İstismarda rıza aranması ise 15 yaşı doldurmuş olanlar için bile başlı başına bir sorun. Anayasa Mahkemesinin iptal kararını fırsata çevirerek rıza sorununu masaya yatırıp uzun tartışmalarla kapsamlı ve bütünlüklü bir yasaya kavuşmak mümkündü, çocuk istismarını siyaset üstü bir insanlık soru olarak görebilseydi, yasa yapıcı. Yazık ki parlamento diyemiyor, muğlak ifadeyle yasa yapıcı diyoruz, kimlerin elinden çıktığından da emin olmadığımız için. Her gün bunca milli irade vurguları yapılırken kanun taslaklarının parlamento dışında, halka karşı sorumlu olmayan bürokratlarca hazırlanıp meclise gönderilmesi, herkesin bildiği ama kimsenin dillendirmediği sır olmanın yanı sıra meselenin tüm boyutlarıyla ele alınıp bütünlüklü yasa yapmayı imkansız kılan anti demokratik bir yöntem. Millet vekillerinin önlerine gelen hazır taslakları oylaması biçimindeki komisyon çalışmalarına dahil olup görüş bildirmek ne mümkün. Kaldı ki asıl ihtiyacımız şu ana kadar hukukumuzda yer almamış yeni kavramlarla yeni yasa yapmak.
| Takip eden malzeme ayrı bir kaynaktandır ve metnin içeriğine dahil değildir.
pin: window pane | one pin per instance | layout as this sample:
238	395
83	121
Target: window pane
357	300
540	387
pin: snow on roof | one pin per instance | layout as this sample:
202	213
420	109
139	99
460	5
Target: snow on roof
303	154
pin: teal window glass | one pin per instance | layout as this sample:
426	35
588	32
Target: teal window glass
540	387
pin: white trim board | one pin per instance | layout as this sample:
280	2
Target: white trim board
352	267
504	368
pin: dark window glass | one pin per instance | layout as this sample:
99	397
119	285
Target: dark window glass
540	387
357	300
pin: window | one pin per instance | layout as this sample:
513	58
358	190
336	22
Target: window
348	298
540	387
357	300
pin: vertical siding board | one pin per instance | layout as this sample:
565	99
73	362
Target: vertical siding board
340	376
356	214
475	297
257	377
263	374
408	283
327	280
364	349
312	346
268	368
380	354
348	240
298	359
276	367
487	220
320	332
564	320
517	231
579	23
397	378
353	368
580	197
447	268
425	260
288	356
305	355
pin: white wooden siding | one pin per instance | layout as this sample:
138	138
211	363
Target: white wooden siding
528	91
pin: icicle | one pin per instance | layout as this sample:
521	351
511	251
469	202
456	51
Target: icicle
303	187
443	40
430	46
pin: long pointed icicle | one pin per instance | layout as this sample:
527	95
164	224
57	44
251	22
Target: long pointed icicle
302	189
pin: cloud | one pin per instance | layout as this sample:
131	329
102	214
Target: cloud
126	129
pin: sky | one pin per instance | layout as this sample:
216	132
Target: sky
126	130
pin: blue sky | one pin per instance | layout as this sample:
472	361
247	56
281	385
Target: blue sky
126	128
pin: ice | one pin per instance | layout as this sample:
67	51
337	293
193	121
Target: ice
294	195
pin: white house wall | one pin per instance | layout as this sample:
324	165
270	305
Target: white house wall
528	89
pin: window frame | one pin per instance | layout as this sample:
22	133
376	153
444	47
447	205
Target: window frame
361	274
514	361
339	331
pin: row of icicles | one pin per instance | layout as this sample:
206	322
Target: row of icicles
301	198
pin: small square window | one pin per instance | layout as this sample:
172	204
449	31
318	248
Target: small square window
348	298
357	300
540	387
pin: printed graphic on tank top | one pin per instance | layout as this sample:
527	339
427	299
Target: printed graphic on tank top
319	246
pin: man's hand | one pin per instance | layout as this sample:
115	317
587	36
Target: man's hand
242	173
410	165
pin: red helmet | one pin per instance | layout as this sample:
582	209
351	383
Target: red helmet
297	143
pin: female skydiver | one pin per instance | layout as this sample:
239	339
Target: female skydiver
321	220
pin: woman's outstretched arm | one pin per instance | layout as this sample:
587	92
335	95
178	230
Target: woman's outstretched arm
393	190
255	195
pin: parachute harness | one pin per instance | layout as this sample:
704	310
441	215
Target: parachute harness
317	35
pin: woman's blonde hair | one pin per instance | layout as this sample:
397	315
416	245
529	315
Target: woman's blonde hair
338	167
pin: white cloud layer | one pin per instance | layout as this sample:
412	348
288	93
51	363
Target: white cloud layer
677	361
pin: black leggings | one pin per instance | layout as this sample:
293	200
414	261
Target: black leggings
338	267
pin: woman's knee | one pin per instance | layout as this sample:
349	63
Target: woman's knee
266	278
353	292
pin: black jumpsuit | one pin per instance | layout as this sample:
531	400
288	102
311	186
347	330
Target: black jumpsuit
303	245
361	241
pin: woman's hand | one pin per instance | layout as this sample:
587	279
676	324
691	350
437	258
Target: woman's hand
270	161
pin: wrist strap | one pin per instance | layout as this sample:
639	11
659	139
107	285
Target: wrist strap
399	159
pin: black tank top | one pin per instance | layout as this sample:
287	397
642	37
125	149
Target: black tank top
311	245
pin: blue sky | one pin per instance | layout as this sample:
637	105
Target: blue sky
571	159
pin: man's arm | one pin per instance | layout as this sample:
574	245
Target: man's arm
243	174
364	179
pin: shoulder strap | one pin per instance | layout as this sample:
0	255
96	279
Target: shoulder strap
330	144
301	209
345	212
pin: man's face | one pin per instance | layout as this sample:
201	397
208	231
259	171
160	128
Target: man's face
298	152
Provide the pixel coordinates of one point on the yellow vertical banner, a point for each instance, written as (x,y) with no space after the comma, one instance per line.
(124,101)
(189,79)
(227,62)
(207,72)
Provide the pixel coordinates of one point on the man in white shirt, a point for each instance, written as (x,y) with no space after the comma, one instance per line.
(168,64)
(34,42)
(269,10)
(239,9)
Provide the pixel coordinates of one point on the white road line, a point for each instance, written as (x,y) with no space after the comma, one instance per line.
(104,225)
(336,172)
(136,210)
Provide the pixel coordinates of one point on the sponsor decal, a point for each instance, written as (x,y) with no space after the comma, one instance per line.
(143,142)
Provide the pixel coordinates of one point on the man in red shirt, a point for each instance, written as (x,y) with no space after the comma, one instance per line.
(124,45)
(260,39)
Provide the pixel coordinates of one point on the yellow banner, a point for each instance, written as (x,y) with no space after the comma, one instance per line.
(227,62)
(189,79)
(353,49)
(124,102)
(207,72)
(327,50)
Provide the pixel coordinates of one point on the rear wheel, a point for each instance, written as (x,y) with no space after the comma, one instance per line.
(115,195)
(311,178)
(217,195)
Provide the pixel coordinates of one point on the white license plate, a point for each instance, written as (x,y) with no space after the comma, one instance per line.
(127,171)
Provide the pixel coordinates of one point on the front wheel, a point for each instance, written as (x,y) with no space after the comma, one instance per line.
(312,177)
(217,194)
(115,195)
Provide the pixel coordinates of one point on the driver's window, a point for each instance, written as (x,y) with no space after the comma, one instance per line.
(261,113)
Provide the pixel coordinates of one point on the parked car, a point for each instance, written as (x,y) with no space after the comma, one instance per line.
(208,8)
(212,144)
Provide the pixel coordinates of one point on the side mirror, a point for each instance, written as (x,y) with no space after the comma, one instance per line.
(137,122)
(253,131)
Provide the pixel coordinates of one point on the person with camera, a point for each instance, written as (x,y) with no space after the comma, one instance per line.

Tek becerileri, görev tanımları gereği kanun yazım tekniğini bilmek olan bürokratlardan, hukuki boşluğu doldurmalarını zaten ummuyoruz. Zaten dikkate alınmayacağını da biliyoruz ama şahsen bu konuda görüşlerimi yazmak istiyorum, sırf kayıtlara geçmesi niyetiyle.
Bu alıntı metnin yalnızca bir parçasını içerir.